Can't connect to SSH

Alex Keiti Nosse

unread,

Oct 16, 2017, 9:16:56 AM10/16/17

to gce-discussion

Using browser SSH or terminal, I can't connect anymore to my instance.

Output from gcloud compute instances get-serial-port-output

[3144931.651399] Out of memory: Kill process 30949 (php.bin) score 19 or sacrifice child
[3144931.659366] Killed process 30949 (php.bin) total-vm:264728kB, anon-rss:8356kB, file-rss:25972kB
[3145082.039628] INFO: task kswapd0:26 blocked for more than 120 seconds.
[3145082.046316]       Not tainted 3.16.0-4-amd64 #1
[3145082.051125] "echo 0 > /proc/sys/kernel/hung_task_timeout_secs" disables this message.
[3145082.059233] kswapd0         D ffff880069a1e628     0    26      2 0x00000000
[3145082.066794]  ffff880069a1e1d0 0000000000000046 0000000000012f40 ffff88006648ffd8
[3145082.198983]  0000000000012f40 ffff880069a1e1d0 ffff88006656e000 000000000013bde1
[3145082.207114]  ffff88006656e088 ffff88006656e024 ffff88006648fba0 ffff88006656e0a0
[3145082.215248] Call Trace:
[3145082.217994]  [<ffffffffa00ca7d5>] ? jbd2_log_wait_commit+0x95/0x100 [jbd2]
[3145082.225152]  [<ffffffff810a9610>] ? prepare_to_wait_event+0xf0/0xf0
[3145082.231725]  [<ffffffffa00f7c0a>] ? ext4_evict_inode+0x2ea/0x4e0 [ext4]
[3145082.238624]  [<ffffffff811c4efc>] ? evict+0xac/0x170
[3145082.243870]  [<ffffffff811c4ff9>] ? dispose_list+0x39/0x50
[3145082.249725]  [<ffffffff811c5e34>] ? prune_icache_sb+0x44/0x50
[3145082.255756]  [<ffffffff811ae2bf>] ? super_cache_scan+0xff/0x170
[3145082.261958]  [<ffffffff8114f9f7>] ? shrink_slab_node+0x137/0x2f0
[3145082.268374]  [<ffffffff811513d2>] ? shrink_slab+0x82/0x150
[3145082.274141]  [<ffffffff81154c6e>] ? balance_pgdat+0x3be/0x5c0
[3145082.280176]  [<ffffffff81154fcc>] ? kswapd+0x15c/0x460
[3145082.285598]  [<ffffffff810a9610>] ? prepare_to_wait_event+0xf0/0xf0
[3145082.292143]  [<ffffffff81154e70>] ? balance_pgdat+0x5c0/0x5c0
[3145082.298175]  [<ffffffff8108954d>] ? kthread+0xbd/0xe0
[3145082.303509]  [<ffffffff81089490>] ? kthread_create_on_node+0x180/0x180
[3145082.310326]  [<ffffffff8151a3d8>] ? ret_from_fork+0x58/0x90
[3145082.316182]  [<ffffffff81089490>] ? kthread_create_on_node+0x180/0x180
[3145082.446916] INFO: task jbd2/sda1-8:96 blocked for more than 120 seconds.
[3145082.453904]       Not tainted 3.16.0-4-amd64 #1
[3145082.458712] "echo 0 > /proc/sys/kernel/hung_task_timeout_secs" disables this message.
[3145082.466820] jbd2/sda1-8     D ffff8800666084a8     0    96      2 0x00000000
[3145082.474376]  ffff880066608050 0000000000000046 0000000000012f40 ffff8800368b7fd8
[3145082.482499]  0000000000012f40 ffff880066608050 ffff8800368b7dc8 ffff8800368b7e60
[3145082.490632]  ffff88006656e0b8 ffff880066608050 ffff880068d0c900 ffff8800368b7db

If I use the browser SSH, it get stuck forever in the message

Establishing connection to SSH server...

For some unknown reason, the CPU utilization is on 100% for over an hour.

Can anyone help me here?

Digil (Google Cloud Platform Support)

unread,

Oct 16, 2017, 4:44:27 PM10/16/17

to gce-discussion

Have you tried accessing the VM using the serial console? There is this help center article which will guide you to use the serial console [1].

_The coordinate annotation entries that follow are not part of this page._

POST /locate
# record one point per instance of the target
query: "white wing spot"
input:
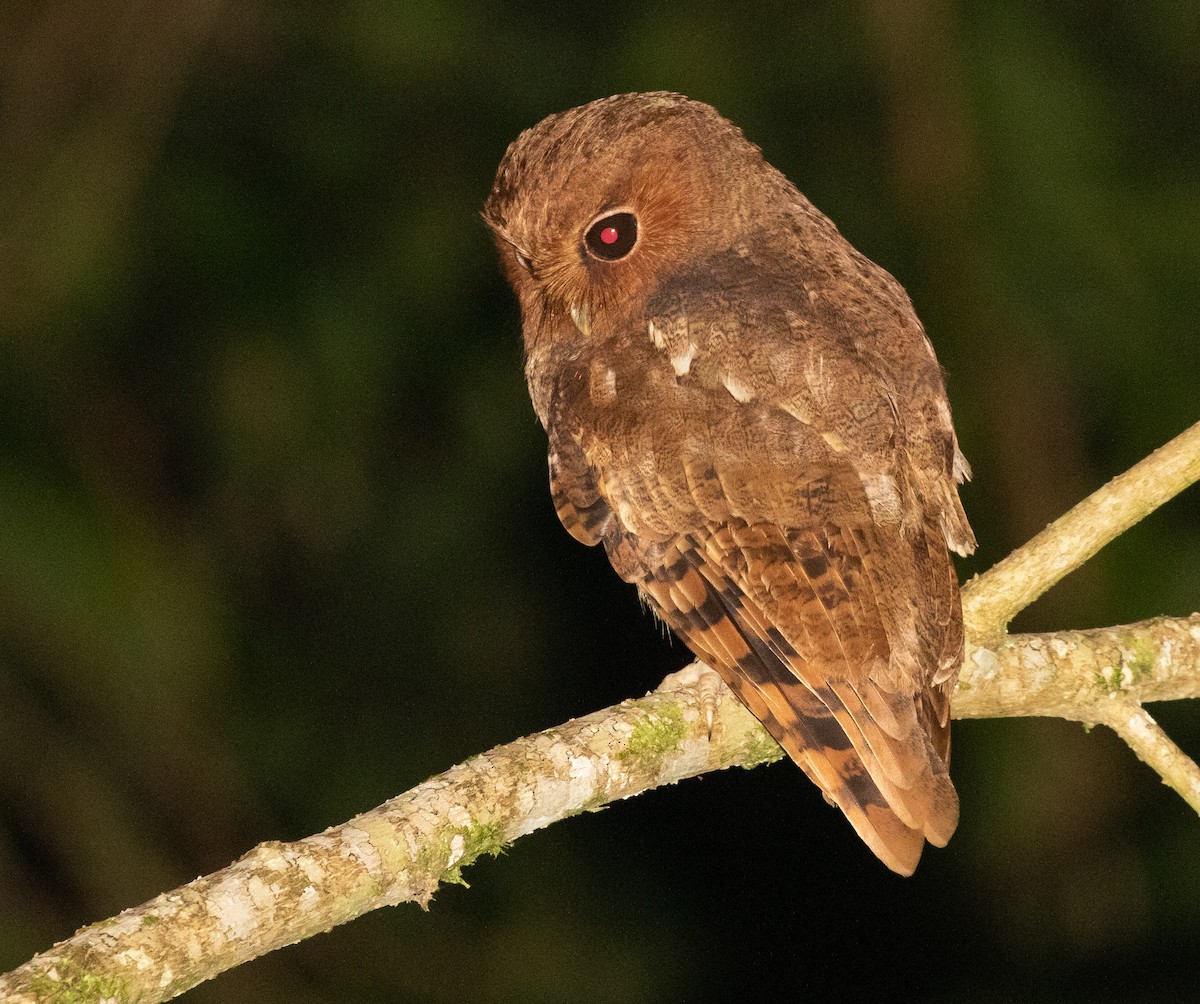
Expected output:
(603, 383)
(682, 361)
(883, 496)
(739, 390)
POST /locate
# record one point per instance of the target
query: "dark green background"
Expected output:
(275, 537)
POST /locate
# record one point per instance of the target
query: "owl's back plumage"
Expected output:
(748, 415)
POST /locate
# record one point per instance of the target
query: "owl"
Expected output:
(748, 415)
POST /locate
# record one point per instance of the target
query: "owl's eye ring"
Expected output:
(612, 236)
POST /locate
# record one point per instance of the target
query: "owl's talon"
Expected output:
(706, 684)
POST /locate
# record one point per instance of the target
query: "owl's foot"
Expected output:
(705, 683)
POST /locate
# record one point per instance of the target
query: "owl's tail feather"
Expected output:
(863, 745)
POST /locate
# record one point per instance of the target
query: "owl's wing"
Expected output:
(801, 554)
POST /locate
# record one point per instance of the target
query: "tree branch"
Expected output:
(991, 600)
(402, 851)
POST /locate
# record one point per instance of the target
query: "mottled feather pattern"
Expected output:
(748, 415)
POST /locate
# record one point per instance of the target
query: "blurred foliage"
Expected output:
(275, 539)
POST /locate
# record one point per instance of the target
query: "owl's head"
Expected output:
(594, 205)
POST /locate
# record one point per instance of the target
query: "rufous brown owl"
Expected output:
(748, 415)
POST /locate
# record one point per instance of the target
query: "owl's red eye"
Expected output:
(612, 236)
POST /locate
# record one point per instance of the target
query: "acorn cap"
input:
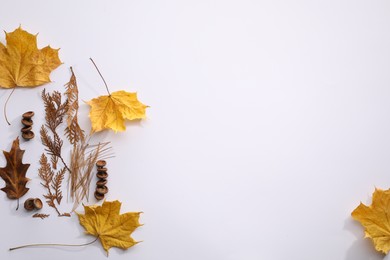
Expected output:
(101, 163)
(102, 190)
(28, 135)
(27, 122)
(28, 115)
(101, 182)
(29, 204)
(102, 175)
(26, 129)
(99, 196)
(37, 203)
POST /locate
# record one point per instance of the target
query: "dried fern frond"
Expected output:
(39, 215)
(83, 160)
(56, 185)
(52, 183)
(55, 111)
(73, 131)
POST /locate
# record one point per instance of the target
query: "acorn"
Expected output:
(26, 129)
(99, 196)
(102, 175)
(28, 115)
(38, 203)
(101, 182)
(33, 203)
(27, 122)
(29, 204)
(27, 134)
(102, 190)
(101, 163)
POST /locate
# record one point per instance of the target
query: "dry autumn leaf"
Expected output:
(14, 173)
(375, 219)
(22, 64)
(110, 112)
(105, 223)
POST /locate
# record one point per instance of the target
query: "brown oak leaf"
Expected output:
(14, 173)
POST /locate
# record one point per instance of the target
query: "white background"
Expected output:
(269, 123)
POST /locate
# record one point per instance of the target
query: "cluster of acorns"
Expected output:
(27, 134)
(101, 188)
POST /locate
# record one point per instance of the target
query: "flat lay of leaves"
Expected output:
(68, 159)
(14, 173)
(112, 228)
(375, 219)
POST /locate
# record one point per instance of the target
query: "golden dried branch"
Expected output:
(55, 111)
(56, 185)
(83, 160)
(73, 131)
(51, 182)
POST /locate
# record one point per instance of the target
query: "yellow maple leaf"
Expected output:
(112, 229)
(375, 219)
(22, 64)
(111, 111)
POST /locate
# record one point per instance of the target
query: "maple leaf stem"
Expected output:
(5, 107)
(108, 91)
(43, 245)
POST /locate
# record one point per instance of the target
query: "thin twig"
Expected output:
(5, 107)
(101, 76)
(34, 245)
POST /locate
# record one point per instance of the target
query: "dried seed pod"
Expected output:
(37, 203)
(101, 163)
(28, 136)
(29, 204)
(102, 175)
(26, 129)
(101, 182)
(28, 115)
(99, 196)
(102, 190)
(27, 122)
(33, 203)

If you are able to login to the instance through serial console, you can check for the errors from there or make the appropriate configuration changes.

[1] https://cloud.google.com/compute/docs/instances/interacting-with-serial-console

Gerrit DeWitt

unread,

Oct 17, 2017, 2:56:24 PM10/17/17

to gce-discussion

Hello Alex,

In this case, it appears that your instance has run out of memory (RAM), and the operating system has sacrificed processes [1] in order to keep the operating system running.

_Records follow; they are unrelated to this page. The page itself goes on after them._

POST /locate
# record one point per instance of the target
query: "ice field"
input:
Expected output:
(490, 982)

These log entries indicate you're in a situation where your instance is out of memory:

[3144931.651399] Out of memory: Kill process 30949 (php.bin) score 19 or sacrifice child

[3144931.659366] Killed process 30949 (php.bin) total-vm:264728kB, anon-rss:8356kB, file-rss:25972kB

Most likely, the sshd process itself (or some critical system on which is depends) has already been killed, which is why you're unable to connect via SSH. To fix this problem, stop your instance, then edit it. Increase the amount of RAM available [2], and start the instance again [3].

--Gerrit

Cloud TSE, Seattle

References:

1: https://linux-mm.org/OOM

2: https://cloud.google.com/compute/docs/instances/changing-machine-type-of-stopped-instance#changing_a_machine_type

3: https://cloud.google.com/compute/docs/instances/changing-machine-type-of-stopped-instance#billing_implications

RED GAMER

unread,

Nov 25, 2019, 9:16:26 AM11/25/19

to gce-discussion

It seems I have the same issue.

How you got these logs.

I can access wordpress bitnami or even SSH on the instance.

Thank you.

On Monday, October 16, 2017 at 9:16:56 AM UTC-4, Alex Keiti Nosse wrote:

Jason

unread,

Nov 25, 2019, 4:12:40 PM11/25/19

to gce-discussion

Hi,

The logs that are shown are coming from the serial console port. You can check these logs by following the steps mentioned in the attached article [1]. Keep in mind that the VM instance needs to be running to check these logs.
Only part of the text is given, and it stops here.